The effects of iron particle volume fraction (PVF) on the dynamic compression mode properties of isotropic and anisotropic magnetorheological elastomers (MREs) are experimentally investigated considering wide ranges of excitation frequency (1 Hz to 30 Hz), strain amplitude (2.5% to 20%) and magnetic flux density (0 to 750 mT). MRE samples with three different PVFs (15%, 30% and 45%) were fabricated in the laboratory and a test rig was designed to measure their magneto-mechanical characteristics. The effect of PVF on the loss modulus, denoted as PVF-dampening was substantially higher compared to that on the elastic modulus, denoted as PVF-stiffening. Moreover, PVF effects on compression mode properties of the isotropic MRE were greater compared to the anisotropic MRE, and showed coupled dependence on the excitation and magnetic field conditions.

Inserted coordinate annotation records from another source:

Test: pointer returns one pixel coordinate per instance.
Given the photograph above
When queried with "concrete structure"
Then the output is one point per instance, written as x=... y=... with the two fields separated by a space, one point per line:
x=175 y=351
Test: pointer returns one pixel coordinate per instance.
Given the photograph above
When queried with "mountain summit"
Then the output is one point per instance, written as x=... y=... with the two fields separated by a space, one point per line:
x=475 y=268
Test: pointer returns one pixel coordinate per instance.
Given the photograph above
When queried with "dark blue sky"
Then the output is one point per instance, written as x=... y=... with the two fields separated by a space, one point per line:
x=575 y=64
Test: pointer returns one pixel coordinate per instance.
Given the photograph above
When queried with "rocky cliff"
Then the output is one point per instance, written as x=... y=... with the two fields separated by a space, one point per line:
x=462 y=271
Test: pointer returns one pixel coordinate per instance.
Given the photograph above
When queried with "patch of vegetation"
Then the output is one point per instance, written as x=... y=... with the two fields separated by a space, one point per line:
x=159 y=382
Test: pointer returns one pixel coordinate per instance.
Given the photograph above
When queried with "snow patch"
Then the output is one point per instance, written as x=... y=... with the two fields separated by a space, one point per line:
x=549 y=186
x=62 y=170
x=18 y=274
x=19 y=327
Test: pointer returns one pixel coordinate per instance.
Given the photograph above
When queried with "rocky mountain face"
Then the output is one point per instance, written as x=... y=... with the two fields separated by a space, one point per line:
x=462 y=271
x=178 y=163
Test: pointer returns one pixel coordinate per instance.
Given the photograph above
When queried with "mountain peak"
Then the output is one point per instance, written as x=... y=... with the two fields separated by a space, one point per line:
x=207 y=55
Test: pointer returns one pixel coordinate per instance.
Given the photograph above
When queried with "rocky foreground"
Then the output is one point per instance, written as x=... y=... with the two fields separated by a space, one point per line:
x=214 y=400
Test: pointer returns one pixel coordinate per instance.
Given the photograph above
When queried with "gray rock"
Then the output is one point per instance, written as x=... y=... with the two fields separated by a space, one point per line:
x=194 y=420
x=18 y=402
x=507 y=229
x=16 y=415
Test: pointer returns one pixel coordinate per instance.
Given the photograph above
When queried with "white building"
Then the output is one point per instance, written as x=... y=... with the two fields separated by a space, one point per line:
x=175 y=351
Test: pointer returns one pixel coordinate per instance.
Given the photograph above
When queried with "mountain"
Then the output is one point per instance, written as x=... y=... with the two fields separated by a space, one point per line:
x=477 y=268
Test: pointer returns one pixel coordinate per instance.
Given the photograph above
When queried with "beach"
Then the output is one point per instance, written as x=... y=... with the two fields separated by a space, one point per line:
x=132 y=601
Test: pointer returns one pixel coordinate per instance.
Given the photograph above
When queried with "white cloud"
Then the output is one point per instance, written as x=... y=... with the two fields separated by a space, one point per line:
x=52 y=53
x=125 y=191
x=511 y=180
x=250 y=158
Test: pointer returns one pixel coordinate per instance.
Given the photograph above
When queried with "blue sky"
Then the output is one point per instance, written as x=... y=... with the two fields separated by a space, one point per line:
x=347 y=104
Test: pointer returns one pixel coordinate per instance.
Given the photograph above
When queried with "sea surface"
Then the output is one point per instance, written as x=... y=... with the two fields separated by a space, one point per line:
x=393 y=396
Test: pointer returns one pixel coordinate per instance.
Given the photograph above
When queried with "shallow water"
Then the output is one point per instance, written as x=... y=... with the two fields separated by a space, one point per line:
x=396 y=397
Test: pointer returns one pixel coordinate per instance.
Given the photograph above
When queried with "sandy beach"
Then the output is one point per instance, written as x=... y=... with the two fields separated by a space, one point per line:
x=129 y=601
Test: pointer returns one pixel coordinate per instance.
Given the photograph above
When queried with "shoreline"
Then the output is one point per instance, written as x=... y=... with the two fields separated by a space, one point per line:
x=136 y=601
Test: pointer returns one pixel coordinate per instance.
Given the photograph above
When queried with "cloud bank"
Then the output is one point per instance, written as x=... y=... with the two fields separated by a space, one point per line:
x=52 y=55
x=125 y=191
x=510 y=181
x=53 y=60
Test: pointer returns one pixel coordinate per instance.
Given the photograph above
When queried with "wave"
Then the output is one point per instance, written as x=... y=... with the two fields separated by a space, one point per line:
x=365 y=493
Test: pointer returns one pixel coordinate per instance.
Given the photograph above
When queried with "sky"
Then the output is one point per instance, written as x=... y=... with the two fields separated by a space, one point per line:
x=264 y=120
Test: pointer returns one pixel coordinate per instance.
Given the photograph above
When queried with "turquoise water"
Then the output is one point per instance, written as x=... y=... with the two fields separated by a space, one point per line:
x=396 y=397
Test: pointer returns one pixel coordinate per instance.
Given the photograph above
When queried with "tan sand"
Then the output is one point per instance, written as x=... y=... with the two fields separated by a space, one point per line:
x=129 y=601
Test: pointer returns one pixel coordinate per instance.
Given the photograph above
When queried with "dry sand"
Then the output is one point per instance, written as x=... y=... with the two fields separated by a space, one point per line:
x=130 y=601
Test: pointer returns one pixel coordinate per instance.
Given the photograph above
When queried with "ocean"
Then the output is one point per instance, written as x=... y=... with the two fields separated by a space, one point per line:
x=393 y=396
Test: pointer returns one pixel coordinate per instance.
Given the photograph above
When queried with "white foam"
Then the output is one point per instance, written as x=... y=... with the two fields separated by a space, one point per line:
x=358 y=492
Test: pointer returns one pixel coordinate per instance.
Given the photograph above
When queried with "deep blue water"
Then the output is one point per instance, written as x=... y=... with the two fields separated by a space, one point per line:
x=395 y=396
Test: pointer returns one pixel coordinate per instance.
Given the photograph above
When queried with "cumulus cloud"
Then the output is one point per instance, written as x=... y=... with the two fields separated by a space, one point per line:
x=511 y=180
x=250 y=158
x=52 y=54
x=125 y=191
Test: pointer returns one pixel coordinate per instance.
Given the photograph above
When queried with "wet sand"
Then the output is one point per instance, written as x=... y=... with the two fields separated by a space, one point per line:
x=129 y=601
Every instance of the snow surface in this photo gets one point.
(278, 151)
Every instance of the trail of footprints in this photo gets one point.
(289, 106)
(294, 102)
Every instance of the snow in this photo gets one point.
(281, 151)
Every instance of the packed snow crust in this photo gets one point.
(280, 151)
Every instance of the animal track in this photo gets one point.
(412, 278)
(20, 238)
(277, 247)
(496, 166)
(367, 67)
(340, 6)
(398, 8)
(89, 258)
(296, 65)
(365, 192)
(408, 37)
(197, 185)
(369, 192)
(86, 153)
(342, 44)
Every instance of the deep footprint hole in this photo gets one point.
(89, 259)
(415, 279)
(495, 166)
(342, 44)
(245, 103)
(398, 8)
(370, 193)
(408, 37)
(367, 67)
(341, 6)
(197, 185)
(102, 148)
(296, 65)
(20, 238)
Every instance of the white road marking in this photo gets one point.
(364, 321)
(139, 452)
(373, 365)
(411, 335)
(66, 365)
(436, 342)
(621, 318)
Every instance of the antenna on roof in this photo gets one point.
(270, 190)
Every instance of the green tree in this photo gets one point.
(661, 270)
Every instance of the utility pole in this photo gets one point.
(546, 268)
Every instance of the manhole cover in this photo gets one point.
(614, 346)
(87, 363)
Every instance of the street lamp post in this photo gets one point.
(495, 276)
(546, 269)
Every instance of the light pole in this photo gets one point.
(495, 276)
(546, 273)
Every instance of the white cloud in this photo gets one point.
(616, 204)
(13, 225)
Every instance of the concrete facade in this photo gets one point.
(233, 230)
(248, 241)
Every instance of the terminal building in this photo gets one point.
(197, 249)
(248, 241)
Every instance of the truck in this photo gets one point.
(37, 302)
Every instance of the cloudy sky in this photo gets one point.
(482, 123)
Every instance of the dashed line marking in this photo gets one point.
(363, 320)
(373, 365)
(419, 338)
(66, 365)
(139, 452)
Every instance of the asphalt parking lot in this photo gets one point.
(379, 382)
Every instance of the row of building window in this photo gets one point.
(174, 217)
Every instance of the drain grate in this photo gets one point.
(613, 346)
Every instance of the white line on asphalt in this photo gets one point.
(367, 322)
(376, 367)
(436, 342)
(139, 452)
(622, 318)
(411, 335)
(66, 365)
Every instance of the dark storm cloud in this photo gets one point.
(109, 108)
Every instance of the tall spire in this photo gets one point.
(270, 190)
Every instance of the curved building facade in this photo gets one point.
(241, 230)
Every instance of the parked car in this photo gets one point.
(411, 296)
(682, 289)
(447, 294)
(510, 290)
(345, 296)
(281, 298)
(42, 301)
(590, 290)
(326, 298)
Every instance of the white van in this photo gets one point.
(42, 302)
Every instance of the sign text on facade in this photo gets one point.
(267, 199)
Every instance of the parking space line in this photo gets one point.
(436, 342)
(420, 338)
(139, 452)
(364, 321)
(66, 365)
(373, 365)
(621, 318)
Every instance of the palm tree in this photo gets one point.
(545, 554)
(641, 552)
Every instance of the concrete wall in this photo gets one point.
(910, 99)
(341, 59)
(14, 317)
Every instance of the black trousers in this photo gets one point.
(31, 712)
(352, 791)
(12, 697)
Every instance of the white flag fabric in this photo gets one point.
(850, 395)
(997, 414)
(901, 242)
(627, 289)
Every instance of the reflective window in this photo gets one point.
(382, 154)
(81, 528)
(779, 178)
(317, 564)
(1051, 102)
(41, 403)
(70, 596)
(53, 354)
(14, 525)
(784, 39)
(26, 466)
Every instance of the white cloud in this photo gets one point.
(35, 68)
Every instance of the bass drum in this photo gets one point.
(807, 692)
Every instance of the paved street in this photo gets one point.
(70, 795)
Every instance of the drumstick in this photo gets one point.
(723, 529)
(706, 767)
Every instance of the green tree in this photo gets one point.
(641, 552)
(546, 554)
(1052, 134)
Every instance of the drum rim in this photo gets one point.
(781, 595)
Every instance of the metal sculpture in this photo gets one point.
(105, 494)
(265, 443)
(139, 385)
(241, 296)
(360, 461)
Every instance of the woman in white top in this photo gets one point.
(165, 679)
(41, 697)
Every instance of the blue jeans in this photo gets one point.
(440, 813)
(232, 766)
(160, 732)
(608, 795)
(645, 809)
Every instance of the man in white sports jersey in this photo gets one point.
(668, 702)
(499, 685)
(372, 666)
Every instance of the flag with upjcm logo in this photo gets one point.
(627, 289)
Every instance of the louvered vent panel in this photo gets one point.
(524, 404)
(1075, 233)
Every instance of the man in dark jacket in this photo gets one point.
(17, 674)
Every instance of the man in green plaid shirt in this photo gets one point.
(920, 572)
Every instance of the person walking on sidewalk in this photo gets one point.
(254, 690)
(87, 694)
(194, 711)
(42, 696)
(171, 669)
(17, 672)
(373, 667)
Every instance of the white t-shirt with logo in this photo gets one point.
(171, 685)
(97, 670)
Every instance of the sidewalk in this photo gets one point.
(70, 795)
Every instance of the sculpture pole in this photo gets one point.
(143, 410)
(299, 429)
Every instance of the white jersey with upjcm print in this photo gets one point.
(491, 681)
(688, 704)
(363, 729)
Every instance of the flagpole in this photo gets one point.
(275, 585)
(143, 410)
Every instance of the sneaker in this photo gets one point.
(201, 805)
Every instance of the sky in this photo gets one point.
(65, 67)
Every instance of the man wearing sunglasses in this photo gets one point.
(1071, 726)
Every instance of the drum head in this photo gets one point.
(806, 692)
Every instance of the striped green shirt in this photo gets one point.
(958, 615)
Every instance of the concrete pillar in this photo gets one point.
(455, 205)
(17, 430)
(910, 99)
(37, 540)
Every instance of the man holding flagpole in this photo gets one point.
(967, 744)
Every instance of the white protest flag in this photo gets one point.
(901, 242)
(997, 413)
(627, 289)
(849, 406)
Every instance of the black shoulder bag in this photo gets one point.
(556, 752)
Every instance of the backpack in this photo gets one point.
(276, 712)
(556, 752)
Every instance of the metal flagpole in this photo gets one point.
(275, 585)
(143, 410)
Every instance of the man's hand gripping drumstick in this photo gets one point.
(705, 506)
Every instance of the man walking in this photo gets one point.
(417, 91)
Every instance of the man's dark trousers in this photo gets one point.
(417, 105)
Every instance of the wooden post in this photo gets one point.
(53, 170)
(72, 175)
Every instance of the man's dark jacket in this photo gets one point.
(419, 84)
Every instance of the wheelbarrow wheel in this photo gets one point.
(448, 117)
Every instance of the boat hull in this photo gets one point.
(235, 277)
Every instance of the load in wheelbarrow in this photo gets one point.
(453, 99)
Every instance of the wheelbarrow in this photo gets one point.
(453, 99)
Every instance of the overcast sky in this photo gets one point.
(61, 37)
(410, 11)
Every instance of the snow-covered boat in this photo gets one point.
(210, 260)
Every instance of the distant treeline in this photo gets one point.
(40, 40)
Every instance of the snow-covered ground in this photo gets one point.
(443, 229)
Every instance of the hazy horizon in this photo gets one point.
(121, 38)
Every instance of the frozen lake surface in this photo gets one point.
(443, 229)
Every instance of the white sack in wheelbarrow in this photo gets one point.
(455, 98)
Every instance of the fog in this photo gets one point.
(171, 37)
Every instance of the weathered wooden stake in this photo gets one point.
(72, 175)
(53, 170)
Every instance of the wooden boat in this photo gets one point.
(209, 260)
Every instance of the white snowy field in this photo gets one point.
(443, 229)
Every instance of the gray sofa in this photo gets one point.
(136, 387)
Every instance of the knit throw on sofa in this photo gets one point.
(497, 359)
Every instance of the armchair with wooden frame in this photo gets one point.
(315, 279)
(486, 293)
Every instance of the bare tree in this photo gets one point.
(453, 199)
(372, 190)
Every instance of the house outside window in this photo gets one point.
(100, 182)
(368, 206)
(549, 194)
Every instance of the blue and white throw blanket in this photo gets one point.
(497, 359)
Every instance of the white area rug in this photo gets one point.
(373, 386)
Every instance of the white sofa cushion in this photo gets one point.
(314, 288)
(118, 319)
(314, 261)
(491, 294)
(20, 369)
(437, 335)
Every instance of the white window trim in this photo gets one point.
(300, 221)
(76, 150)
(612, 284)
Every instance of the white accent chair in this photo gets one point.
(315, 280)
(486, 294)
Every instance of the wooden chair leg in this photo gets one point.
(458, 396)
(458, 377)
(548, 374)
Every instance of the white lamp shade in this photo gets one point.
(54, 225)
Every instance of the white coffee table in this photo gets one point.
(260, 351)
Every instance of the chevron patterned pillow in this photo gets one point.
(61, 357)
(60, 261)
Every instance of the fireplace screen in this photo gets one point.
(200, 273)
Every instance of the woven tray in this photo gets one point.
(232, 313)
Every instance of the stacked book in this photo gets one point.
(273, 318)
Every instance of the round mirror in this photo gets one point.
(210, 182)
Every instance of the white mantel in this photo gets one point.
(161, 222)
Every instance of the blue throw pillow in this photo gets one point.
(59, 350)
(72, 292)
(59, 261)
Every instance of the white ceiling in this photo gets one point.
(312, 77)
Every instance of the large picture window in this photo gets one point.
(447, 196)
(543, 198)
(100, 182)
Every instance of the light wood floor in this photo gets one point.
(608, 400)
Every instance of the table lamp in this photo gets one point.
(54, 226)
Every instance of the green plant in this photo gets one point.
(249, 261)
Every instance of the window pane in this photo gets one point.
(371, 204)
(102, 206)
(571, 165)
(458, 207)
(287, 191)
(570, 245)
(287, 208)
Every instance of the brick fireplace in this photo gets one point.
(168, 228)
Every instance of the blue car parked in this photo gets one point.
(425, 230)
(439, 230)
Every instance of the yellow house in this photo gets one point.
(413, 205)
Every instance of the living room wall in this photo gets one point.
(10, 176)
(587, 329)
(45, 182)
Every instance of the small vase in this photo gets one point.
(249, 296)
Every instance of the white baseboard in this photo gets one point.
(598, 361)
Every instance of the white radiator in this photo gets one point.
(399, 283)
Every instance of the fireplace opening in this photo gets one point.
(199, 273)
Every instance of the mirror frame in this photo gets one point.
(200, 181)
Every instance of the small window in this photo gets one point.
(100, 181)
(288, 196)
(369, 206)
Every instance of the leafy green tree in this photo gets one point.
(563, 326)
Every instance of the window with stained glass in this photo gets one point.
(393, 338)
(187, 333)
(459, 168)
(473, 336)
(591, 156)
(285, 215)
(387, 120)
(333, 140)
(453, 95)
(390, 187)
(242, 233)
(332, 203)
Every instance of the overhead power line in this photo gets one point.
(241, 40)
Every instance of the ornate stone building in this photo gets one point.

Results revealed that strain-rate stiffening of isotropic MRE increased with increasing PVF while slightly decreased for anisotropic MRE. Besides, strain-softening of both MREs increased with increasing PVF. Results were also suggesting of strong dependence of MR effect on the loading conditions, apart from the PVF. MR effect in view of elastic and loss moduli for isotropic MRE increased with increasing PVF from 15% to 45% at 1 Hz, but at higher frequency they become maximum around 30% PVF, regardless of strain amplitude. Both MR effects for anisotropic MRE, however, become minimum around 30% PVF, irrespective of frequency and strain amplitude. Owing to the observed coupled effects of the loading factors with the PVF, a simple phenomenological model was formulated considering independent functions in PVF, excitation frequency, strain amplitude and magnetic flux density for predicting compression elastic and loss moduli of both MREs. The proposed model required identifications of only six unknown constants, showed reasonably good agreements with the measured data.